Legs Of Man, 24 Churchgate



Legs Of Man Churchgate Bolton


The Legs Of Man can just about be seen in the distance in this 1950s view looking up Churchbank towards Churchgate.


The Legs Of Man public house stood at 24 Churchgate in between the Grand Theatre and the Theatre Royal in what for over a hundred years was the entertainment centre of  Bolton.

The pub dated back to the late-eighteenth century. Gordon Readyhough puts its establishment at 1790. [1] Certainly, it doesn’t appear on the 1779 list of Bolton alehouses [2], though it was certainly in existence by 1800. That was when it was first used as the headquarters of one of Lancashire’s earliest Masonic lodges, Anchor and Hope, which was based at the pub from 1800 to 1801 and from 1804 to 1844. [3] The St John’s lodge also met there from 1846 to 1856. [4]

The Legs Of Man was run by the Thorp family for much of the nineteenth century. William Thorp took over around 1818. A year earlier, when he married the widow Mary Cooper, his profession was described as a warehouseman. But by the time the Bolton Directory for 1818 was published just a few months later he was the landlord of the Legs Of Man. He ran the pub until his death at the age of 62 in 1845 and was succeeded by his widow, Mary who ran the pub with John Cooper, a son from her first marriage.

Mary died in 1856. John Cooper – described as a ‘brewer’ when he married Ann Butler in 1858 - remained at the pub for a few years after her death.

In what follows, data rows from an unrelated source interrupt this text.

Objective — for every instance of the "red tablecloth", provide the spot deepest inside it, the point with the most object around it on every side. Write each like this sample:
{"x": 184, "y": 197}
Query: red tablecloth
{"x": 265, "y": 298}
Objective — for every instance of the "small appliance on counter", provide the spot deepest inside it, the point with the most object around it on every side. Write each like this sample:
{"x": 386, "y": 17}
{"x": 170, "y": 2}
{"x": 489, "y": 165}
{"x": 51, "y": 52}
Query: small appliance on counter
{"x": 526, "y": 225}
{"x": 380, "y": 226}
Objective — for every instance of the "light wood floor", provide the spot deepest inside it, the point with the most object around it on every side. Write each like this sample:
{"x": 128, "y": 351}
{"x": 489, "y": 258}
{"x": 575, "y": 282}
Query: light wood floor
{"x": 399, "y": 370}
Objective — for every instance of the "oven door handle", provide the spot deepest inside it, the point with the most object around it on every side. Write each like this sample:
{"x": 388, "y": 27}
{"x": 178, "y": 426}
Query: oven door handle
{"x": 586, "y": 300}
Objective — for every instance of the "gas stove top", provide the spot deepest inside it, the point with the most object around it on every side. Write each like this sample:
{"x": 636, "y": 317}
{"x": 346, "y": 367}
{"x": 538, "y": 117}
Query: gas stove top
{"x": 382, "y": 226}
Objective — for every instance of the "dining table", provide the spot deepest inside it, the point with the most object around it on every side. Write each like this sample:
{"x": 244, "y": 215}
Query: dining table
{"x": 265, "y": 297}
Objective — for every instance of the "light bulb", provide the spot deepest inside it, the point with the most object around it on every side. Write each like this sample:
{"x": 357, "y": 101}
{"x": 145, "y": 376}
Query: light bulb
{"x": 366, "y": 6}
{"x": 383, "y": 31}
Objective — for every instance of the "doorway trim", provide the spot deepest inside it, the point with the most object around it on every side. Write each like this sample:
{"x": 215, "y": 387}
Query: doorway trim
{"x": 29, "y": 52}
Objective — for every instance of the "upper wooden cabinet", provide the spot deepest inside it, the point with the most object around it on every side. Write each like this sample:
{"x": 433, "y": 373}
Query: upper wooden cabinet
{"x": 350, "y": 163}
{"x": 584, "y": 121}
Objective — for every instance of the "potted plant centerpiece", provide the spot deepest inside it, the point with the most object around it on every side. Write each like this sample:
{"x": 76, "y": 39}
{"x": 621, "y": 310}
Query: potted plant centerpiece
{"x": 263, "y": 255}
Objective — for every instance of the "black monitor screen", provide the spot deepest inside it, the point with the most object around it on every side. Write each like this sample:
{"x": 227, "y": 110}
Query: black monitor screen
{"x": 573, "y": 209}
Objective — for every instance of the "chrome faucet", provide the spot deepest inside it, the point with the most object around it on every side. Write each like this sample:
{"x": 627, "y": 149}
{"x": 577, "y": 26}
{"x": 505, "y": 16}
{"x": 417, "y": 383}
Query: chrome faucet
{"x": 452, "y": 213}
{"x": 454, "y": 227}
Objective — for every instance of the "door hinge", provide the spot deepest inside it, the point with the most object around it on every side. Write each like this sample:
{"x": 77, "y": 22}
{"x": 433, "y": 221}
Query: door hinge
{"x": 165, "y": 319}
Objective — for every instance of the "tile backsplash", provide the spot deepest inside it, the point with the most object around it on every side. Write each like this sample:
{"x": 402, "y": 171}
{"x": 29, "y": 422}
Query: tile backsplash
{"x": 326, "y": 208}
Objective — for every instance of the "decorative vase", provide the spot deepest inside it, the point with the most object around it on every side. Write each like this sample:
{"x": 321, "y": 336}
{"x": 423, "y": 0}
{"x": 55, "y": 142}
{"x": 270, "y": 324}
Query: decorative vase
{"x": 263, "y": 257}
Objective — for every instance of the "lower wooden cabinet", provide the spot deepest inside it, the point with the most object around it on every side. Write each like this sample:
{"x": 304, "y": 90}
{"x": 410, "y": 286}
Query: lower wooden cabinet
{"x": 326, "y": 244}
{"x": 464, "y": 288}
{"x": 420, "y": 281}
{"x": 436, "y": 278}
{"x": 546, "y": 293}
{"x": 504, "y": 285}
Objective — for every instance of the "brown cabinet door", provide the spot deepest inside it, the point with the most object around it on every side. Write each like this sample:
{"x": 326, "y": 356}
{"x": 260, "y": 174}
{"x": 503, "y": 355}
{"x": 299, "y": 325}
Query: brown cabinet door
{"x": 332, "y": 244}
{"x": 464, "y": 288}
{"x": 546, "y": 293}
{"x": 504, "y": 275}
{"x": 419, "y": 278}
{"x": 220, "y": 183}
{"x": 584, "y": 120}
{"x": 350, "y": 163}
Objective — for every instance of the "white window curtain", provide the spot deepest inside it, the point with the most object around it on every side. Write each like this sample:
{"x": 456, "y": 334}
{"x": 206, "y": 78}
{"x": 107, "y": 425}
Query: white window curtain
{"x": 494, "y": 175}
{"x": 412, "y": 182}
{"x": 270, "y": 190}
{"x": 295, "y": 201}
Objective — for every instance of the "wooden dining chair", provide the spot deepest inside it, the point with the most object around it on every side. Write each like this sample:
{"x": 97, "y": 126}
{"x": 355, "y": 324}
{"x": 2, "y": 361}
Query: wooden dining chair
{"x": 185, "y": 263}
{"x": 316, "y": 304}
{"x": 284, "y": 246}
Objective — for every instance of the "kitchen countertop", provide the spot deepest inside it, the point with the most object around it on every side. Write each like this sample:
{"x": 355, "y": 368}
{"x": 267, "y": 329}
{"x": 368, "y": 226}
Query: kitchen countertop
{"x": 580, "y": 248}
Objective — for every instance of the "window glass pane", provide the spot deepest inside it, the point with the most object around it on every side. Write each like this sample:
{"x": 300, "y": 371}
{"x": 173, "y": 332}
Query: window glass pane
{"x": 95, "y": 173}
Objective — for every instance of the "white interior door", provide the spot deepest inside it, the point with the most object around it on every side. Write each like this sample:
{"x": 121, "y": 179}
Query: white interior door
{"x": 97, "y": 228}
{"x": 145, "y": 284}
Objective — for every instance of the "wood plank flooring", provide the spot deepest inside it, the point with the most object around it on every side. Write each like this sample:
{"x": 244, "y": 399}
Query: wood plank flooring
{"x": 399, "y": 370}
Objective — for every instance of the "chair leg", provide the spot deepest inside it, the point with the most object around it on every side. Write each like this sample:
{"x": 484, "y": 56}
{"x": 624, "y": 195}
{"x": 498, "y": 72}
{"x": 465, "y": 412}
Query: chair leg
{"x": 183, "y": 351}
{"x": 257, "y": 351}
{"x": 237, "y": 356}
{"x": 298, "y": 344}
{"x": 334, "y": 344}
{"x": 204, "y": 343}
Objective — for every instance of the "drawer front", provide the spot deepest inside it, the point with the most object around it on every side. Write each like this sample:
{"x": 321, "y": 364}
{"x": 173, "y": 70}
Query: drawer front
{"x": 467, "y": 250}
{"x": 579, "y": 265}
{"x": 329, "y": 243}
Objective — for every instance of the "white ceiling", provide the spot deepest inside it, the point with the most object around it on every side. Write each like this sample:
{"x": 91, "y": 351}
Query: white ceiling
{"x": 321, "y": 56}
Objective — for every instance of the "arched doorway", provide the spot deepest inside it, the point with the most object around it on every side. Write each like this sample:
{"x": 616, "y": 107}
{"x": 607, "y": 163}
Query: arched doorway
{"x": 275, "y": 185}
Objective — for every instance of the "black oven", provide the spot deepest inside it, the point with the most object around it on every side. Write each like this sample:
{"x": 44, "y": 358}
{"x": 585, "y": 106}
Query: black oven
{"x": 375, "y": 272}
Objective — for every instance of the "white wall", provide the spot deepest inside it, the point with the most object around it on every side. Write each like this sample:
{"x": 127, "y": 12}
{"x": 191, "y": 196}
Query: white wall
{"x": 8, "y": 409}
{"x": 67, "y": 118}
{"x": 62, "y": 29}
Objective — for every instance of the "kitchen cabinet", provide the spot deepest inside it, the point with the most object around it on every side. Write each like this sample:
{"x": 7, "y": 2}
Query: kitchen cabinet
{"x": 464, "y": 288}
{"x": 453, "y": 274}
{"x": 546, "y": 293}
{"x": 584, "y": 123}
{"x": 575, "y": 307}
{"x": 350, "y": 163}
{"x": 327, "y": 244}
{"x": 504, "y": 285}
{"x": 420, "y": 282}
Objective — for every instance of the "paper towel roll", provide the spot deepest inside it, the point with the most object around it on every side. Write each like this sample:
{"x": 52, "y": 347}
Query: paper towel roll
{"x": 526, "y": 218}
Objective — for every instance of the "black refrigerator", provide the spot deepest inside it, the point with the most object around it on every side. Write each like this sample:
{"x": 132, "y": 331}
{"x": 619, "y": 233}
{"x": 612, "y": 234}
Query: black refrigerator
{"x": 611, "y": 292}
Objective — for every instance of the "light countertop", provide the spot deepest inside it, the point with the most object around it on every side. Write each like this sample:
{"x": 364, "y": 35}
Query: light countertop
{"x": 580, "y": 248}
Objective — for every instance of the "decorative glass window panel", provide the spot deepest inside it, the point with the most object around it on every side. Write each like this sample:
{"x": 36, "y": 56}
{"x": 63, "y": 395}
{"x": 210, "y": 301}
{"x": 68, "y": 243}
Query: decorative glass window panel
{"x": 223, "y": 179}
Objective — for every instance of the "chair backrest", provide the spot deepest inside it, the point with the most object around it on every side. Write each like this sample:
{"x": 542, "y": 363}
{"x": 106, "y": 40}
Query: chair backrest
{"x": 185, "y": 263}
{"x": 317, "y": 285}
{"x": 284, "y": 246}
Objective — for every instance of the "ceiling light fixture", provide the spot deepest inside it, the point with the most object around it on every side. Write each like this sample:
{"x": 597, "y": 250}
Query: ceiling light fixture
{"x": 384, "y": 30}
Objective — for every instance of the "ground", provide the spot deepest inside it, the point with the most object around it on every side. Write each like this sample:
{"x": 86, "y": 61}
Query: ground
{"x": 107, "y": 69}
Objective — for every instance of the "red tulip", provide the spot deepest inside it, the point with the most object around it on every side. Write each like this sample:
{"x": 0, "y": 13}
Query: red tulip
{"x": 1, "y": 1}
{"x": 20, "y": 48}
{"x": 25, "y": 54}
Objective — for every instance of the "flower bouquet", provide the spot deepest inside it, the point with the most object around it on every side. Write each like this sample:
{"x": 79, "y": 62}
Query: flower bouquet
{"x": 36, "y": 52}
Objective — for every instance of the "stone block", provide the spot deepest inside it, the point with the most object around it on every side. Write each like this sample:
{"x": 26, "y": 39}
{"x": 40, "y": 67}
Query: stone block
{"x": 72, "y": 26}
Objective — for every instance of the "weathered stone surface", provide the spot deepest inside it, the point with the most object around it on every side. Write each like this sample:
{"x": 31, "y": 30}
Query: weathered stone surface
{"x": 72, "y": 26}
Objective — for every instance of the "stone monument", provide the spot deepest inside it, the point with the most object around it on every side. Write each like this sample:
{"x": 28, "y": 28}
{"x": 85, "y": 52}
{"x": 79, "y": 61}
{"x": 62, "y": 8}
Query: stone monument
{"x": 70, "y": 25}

Cooper’s profession suggested that, like many other pubs in the town, the Legs Of Man brewed its own beer. But while it became a tied house owned by a brewery later in the eighteenth century it was actually owned by three breweries in succession: Magee’s, followed by Tong’s, and finally the Salford brewery of Groves and Whitnall. Pubs usually changed hands when breweries were taken over so it was perhaps an indication of the competition in the Churchgate area with seven pubs and two theatres in a stretch of around 200 yards.

But it could also be argued that competition of a different kind saw off the Legs Of Man. The advent of television, which reached the north-west in the early-fifties, affected theatre audiences as customers stayed at home and watched the new medium. The Legs was hit due to its reliance on passing custom before and after shows.

The Legs Of Man closed in March 1962. The Theatre Royal closed later that same year. The Grand Theatre became a bingo hall in 1961 but that failed and it closed in 1963. [5] All three buildings were demolished and Churchgate House was built in their place.


[1] Bolton Pubs, 1800 – 2000, by Gordon Readyhough. Published by Neil Richardson (2000).
[2] Pubs Of Bolton Town Centre, 1800 – 2000, by Gordon Readyhough. Published by Neil Richardson (1986).
[3] Lane’s Masonic Records. Accessed 11 March 2015.
[4] Lane’s Masonic Records. Accessed 11 March 2015. 
[5] Arthur Lloyd. Accessed 11 March 2015.